Known Dead_ A Novel - Donald Harstad [101]
To take our minds off the driving, we sort of speculated as to who it might be, with the bets running on its being the man who was with Gabe when he left the Stritch farm. The one with the white tee shirt. Or it could have been one of the Stritch family friends who had been in the woods when the whole thing went down. It was going to be interesting to see.
We also talked a little about who the hell had called. Purest speculation, for sure. The upshot of the whole thing was that we had absolutely no idea.

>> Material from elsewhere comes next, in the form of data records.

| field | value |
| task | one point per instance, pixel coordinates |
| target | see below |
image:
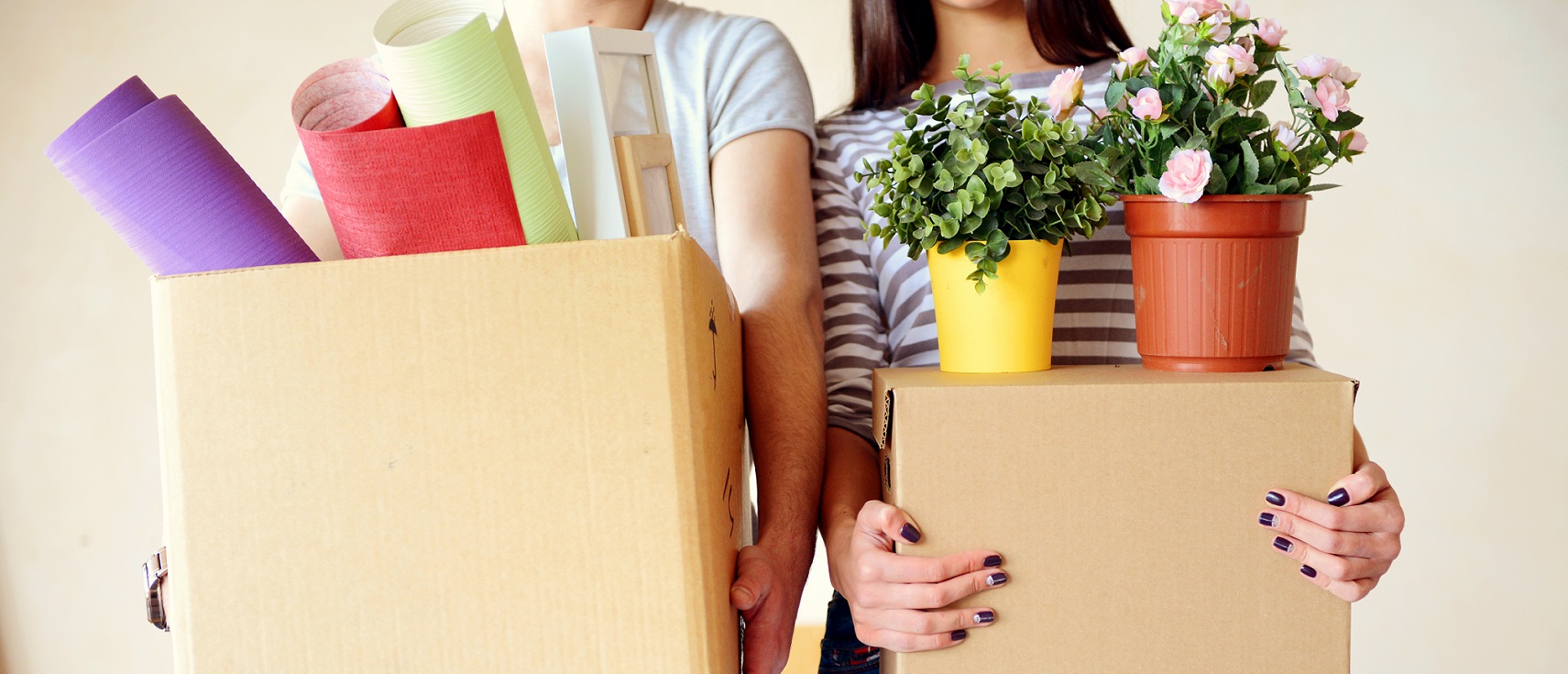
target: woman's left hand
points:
(1345, 544)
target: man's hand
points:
(767, 592)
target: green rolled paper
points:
(455, 59)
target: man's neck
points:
(998, 32)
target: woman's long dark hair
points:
(895, 38)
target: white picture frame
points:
(598, 77)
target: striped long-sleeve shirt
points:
(879, 302)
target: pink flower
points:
(1221, 77)
(1286, 137)
(1186, 176)
(1219, 26)
(1131, 61)
(1330, 97)
(1345, 75)
(1270, 32)
(1065, 93)
(1316, 66)
(1233, 57)
(1352, 143)
(1148, 105)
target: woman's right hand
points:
(899, 601)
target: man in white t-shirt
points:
(743, 129)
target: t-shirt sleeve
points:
(758, 85)
(300, 181)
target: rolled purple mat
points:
(168, 188)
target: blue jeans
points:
(840, 651)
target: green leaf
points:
(1146, 185)
(1248, 165)
(1261, 91)
(1345, 123)
(996, 243)
(1217, 181)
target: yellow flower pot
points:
(1009, 326)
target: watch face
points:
(156, 610)
(152, 572)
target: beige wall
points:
(1437, 276)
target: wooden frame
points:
(582, 61)
(643, 201)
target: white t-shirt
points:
(723, 77)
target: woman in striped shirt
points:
(879, 314)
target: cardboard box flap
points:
(888, 381)
(1123, 503)
(419, 463)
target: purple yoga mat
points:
(170, 188)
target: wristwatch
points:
(154, 571)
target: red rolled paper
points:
(392, 190)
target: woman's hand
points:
(899, 601)
(1347, 544)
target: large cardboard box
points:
(516, 459)
(1124, 503)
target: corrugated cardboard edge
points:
(699, 528)
(176, 601)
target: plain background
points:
(1437, 276)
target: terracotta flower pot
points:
(1009, 326)
(1214, 281)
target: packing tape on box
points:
(456, 59)
(394, 190)
(168, 188)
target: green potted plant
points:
(992, 187)
(1215, 194)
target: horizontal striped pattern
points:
(879, 302)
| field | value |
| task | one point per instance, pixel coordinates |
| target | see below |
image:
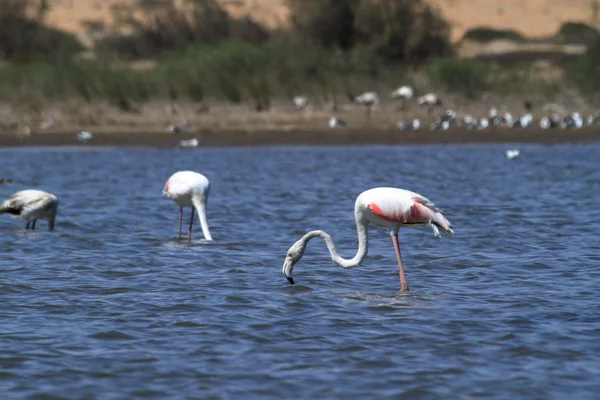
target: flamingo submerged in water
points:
(388, 207)
(32, 205)
(190, 189)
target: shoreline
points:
(314, 137)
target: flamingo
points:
(383, 206)
(189, 189)
(32, 205)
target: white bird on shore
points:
(174, 129)
(48, 124)
(84, 136)
(32, 205)
(300, 102)
(403, 92)
(413, 125)
(190, 189)
(336, 123)
(190, 143)
(367, 99)
(513, 153)
(391, 208)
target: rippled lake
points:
(112, 306)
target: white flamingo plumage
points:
(32, 205)
(388, 207)
(190, 189)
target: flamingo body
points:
(389, 207)
(190, 189)
(393, 208)
(32, 205)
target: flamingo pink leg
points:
(191, 222)
(180, 220)
(403, 282)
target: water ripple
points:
(112, 305)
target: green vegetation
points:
(585, 73)
(334, 49)
(485, 35)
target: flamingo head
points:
(294, 254)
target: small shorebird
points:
(403, 92)
(300, 102)
(512, 153)
(32, 205)
(391, 208)
(190, 189)
(84, 136)
(336, 123)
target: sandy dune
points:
(530, 17)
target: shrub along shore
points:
(216, 73)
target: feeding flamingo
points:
(190, 189)
(384, 206)
(32, 205)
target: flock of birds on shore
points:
(370, 101)
(391, 208)
(449, 118)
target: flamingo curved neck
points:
(361, 254)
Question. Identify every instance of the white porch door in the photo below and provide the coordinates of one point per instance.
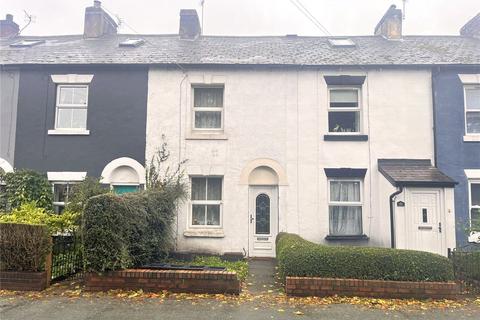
(425, 226)
(263, 220)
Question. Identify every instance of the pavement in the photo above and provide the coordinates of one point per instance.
(262, 299)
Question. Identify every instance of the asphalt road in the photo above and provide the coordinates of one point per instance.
(83, 308)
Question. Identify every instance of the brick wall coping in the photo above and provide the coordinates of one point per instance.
(313, 286)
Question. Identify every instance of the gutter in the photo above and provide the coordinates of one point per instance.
(392, 225)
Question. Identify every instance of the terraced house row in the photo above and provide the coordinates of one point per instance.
(364, 140)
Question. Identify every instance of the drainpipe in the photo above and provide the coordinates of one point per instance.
(392, 220)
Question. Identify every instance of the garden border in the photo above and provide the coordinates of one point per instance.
(313, 286)
(171, 280)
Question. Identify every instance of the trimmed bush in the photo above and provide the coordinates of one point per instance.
(129, 230)
(23, 247)
(302, 258)
(22, 186)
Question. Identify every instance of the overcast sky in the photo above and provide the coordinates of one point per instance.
(246, 17)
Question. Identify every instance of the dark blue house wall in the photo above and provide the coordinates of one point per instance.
(116, 118)
(453, 155)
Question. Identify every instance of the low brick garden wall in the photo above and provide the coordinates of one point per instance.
(171, 280)
(23, 281)
(310, 286)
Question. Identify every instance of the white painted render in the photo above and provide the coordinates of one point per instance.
(280, 114)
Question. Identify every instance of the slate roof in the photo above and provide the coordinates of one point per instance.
(413, 173)
(225, 50)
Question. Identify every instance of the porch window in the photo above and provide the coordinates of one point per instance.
(71, 107)
(61, 192)
(472, 110)
(345, 207)
(344, 110)
(208, 108)
(206, 199)
(475, 203)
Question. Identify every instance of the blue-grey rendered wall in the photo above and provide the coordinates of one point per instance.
(116, 118)
(453, 155)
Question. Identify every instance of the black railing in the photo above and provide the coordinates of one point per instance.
(66, 257)
(466, 263)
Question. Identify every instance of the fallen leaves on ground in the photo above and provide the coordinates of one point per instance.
(269, 298)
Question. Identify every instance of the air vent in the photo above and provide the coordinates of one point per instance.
(26, 43)
(341, 42)
(131, 43)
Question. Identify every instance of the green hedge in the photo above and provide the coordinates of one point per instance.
(128, 231)
(23, 247)
(299, 257)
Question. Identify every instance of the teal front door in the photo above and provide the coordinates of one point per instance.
(119, 189)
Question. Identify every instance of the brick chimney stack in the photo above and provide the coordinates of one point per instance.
(8, 28)
(189, 24)
(97, 22)
(390, 26)
(472, 27)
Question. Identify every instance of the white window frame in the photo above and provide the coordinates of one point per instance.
(465, 87)
(211, 109)
(470, 204)
(344, 203)
(59, 105)
(205, 202)
(358, 109)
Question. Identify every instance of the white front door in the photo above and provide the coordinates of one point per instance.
(424, 223)
(263, 220)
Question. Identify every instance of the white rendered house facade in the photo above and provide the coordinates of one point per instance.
(296, 149)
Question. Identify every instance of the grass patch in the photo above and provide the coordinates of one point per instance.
(240, 267)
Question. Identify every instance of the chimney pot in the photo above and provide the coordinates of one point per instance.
(189, 24)
(390, 26)
(8, 28)
(97, 22)
(472, 28)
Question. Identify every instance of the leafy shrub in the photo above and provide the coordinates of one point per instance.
(23, 186)
(23, 247)
(130, 230)
(299, 257)
(30, 213)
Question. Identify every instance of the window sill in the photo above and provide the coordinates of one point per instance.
(345, 137)
(57, 132)
(204, 233)
(346, 238)
(206, 136)
(471, 138)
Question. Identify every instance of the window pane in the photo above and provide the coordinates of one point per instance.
(473, 122)
(345, 221)
(198, 215)
(344, 121)
(262, 214)
(475, 194)
(208, 97)
(64, 118)
(343, 98)
(199, 189)
(214, 189)
(472, 99)
(66, 95)
(346, 191)
(79, 118)
(208, 119)
(213, 215)
(80, 95)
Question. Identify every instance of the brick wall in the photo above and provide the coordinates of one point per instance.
(306, 286)
(23, 281)
(172, 280)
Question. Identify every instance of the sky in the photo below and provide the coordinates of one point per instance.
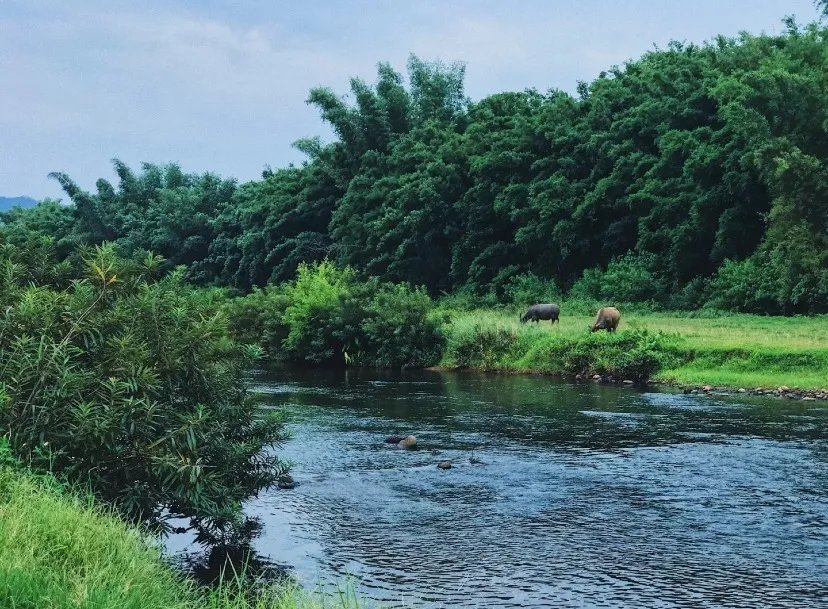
(221, 86)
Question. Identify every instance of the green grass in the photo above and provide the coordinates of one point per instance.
(58, 551)
(716, 349)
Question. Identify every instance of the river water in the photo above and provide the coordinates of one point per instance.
(560, 495)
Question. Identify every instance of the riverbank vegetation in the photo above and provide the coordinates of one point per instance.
(693, 176)
(732, 350)
(688, 187)
(62, 551)
(123, 378)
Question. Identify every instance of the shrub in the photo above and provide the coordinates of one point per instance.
(133, 387)
(399, 330)
(476, 344)
(328, 316)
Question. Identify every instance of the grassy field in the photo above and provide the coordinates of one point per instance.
(721, 350)
(61, 552)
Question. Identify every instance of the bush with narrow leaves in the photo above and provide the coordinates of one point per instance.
(128, 382)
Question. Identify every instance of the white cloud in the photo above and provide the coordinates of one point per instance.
(223, 87)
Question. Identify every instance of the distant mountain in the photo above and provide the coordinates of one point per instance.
(7, 203)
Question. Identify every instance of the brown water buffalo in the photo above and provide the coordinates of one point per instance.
(544, 311)
(607, 319)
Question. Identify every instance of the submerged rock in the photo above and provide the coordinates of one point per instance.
(408, 442)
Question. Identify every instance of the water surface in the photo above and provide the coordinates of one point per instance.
(560, 495)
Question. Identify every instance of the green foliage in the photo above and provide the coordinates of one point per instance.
(490, 344)
(129, 383)
(626, 279)
(638, 188)
(399, 329)
(529, 289)
(328, 316)
(322, 316)
(61, 551)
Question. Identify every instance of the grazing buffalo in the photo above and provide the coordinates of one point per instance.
(538, 312)
(607, 319)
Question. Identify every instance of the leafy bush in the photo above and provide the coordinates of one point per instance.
(328, 316)
(256, 319)
(782, 281)
(476, 344)
(322, 317)
(132, 386)
(399, 329)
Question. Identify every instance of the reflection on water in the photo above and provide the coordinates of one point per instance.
(559, 496)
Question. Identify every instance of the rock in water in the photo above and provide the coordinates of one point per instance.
(408, 442)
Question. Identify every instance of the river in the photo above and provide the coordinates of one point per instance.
(560, 495)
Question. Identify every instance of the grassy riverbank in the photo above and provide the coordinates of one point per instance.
(712, 349)
(59, 551)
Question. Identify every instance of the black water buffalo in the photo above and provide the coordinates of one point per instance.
(607, 319)
(544, 311)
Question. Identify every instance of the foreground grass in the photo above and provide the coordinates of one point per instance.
(58, 551)
(731, 350)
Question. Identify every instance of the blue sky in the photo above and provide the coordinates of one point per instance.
(221, 86)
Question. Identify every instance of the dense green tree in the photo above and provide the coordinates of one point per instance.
(687, 161)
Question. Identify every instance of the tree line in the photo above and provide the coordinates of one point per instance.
(695, 175)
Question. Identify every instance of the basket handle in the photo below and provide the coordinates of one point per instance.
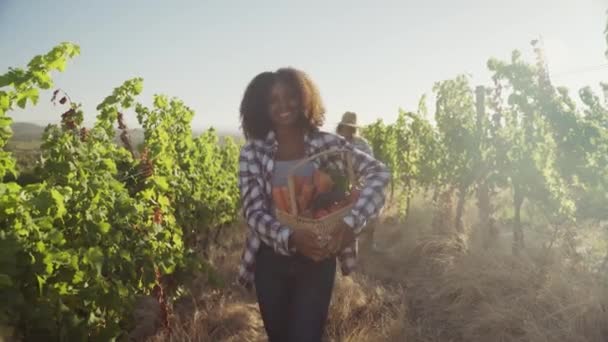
(290, 179)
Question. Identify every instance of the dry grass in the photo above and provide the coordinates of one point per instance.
(426, 288)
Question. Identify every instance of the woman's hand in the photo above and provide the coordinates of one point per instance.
(307, 243)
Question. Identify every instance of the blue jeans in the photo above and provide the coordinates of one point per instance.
(293, 295)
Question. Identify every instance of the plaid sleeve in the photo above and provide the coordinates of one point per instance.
(256, 208)
(375, 177)
(363, 145)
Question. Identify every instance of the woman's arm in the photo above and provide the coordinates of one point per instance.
(255, 202)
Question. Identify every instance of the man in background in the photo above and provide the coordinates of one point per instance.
(348, 129)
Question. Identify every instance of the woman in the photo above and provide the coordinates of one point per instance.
(281, 113)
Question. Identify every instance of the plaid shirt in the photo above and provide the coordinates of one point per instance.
(362, 145)
(256, 164)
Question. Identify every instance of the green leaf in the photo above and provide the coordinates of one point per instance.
(4, 100)
(162, 183)
(59, 203)
(94, 257)
(104, 227)
(5, 80)
(5, 280)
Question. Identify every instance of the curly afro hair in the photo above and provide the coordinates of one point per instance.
(255, 106)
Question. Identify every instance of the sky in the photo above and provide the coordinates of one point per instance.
(370, 57)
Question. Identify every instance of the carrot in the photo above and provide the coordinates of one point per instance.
(323, 182)
(277, 197)
(305, 196)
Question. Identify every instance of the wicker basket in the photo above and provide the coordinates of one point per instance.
(322, 227)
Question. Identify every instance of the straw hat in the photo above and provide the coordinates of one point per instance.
(349, 119)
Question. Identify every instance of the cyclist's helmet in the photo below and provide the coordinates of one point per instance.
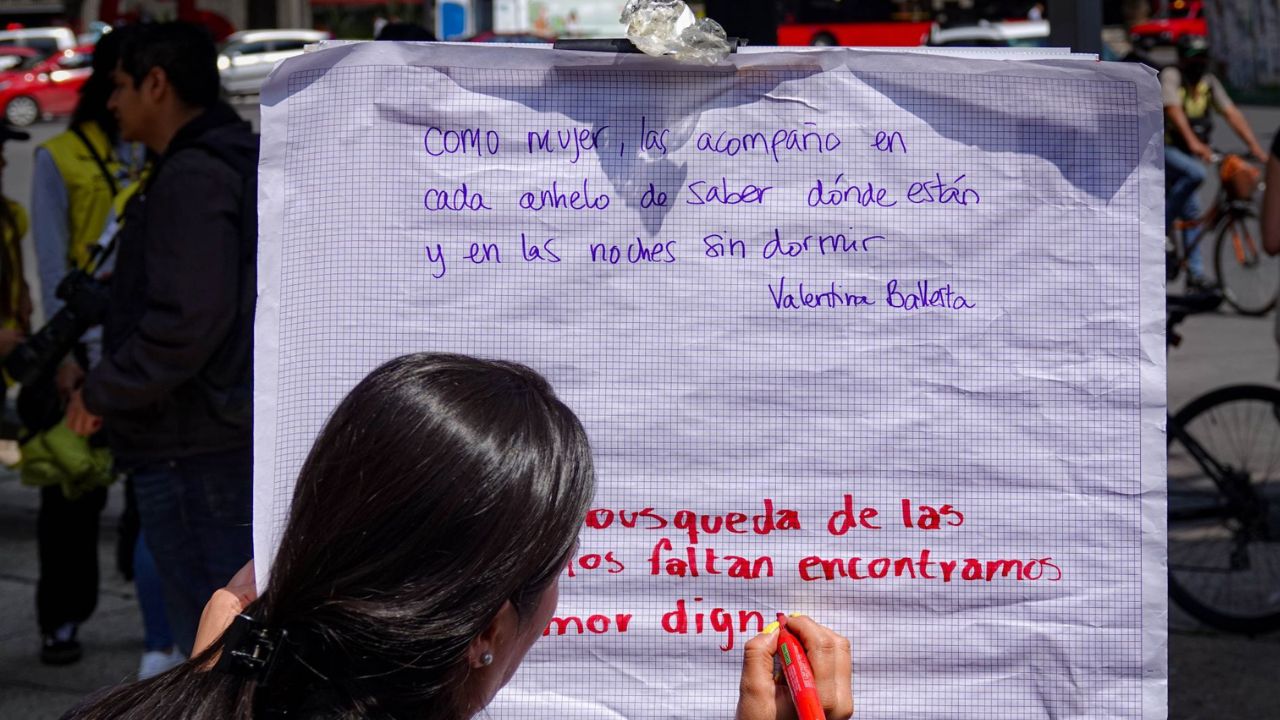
(1192, 46)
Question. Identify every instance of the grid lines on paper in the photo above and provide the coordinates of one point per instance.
(699, 393)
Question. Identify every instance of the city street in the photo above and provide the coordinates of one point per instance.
(1211, 674)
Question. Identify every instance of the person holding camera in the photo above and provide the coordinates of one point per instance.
(173, 384)
(78, 176)
(14, 294)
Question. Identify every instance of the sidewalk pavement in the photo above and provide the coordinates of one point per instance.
(1212, 675)
(112, 637)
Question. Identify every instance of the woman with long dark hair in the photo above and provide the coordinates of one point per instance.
(429, 527)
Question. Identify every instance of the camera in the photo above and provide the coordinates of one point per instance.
(86, 301)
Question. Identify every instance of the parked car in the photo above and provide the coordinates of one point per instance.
(45, 89)
(1018, 33)
(45, 40)
(247, 57)
(1171, 28)
(12, 57)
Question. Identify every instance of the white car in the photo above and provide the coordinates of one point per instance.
(247, 57)
(45, 40)
(1019, 33)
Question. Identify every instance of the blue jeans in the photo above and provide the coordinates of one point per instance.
(1183, 177)
(197, 522)
(146, 579)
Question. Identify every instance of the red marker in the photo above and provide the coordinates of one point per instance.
(799, 674)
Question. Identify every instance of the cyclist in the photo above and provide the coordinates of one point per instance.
(1191, 96)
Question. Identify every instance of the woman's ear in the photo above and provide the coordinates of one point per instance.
(485, 651)
(490, 657)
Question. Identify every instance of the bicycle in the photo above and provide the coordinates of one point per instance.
(1249, 279)
(1224, 500)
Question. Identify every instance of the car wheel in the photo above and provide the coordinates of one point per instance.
(22, 112)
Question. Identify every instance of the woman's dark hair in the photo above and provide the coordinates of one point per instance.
(97, 89)
(184, 51)
(440, 488)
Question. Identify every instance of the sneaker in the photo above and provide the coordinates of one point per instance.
(156, 661)
(60, 647)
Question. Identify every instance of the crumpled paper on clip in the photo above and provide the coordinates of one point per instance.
(668, 27)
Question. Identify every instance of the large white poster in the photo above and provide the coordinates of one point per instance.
(871, 336)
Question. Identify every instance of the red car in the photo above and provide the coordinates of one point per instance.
(41, 89)
(1184, 17)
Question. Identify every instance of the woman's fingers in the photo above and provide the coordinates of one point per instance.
(831, 657)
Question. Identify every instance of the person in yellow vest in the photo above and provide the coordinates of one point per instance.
(14, 295)
(1192, 95)
(80, 181)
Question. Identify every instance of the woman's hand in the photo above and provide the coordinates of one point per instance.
(760, 697)
(224, 606)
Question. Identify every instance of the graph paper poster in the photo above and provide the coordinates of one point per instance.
(874, 337)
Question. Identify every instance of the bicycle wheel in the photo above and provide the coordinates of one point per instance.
(1249, 277)
(1224, 509)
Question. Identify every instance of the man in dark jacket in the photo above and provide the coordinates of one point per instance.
(174, 382)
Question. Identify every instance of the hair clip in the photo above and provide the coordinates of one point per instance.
(250, 648)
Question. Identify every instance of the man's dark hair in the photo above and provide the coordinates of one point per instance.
(184, 51)
(97, 89)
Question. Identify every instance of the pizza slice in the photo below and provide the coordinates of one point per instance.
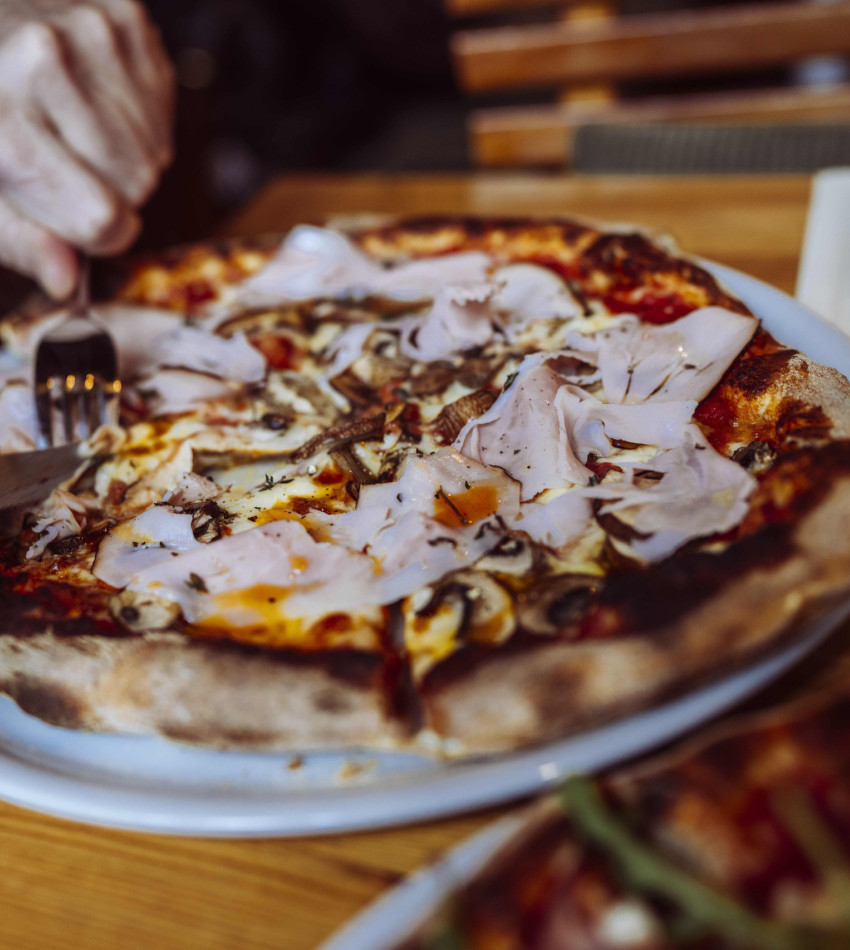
(738, 841)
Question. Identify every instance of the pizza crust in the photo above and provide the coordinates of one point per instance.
(217, 693)
(559, 689)
(211, 694)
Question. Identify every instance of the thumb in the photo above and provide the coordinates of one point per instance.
(29, 248)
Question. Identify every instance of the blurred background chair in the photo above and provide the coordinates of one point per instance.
(609, 68)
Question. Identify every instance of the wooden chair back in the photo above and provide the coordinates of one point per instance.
(586, 47)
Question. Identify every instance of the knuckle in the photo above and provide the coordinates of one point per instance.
(100, 218)
(42, 43)
(92, 22)
(131, 13)
(143, 184)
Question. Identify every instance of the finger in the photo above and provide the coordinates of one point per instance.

The other topic was related; what Harry had meant when he said ‘‘cut him down.’’ I thought it meant that he was hanged, and that also raised the possibility of a suicide. People had claimed ‘‘credit’’ for suicides before, just to try to impress somebody. It was possible that remorse or despair had overcome one of the participants. Being hanged also raised the specter of a possible ‘‘legal’’ execution within a group. That’s what I thought it was going to be. All interspersed with things like ‘‘Uh, I wouldn’t pass here, George, you’re gonna want to turn right in just a few seconds anyway . . .’’ and ‘‘There are only two lanes of traffic on the bridge, George, you might want to shut everything down until we get across the Mississippi here, because the other cars have nowhere to go . . .’’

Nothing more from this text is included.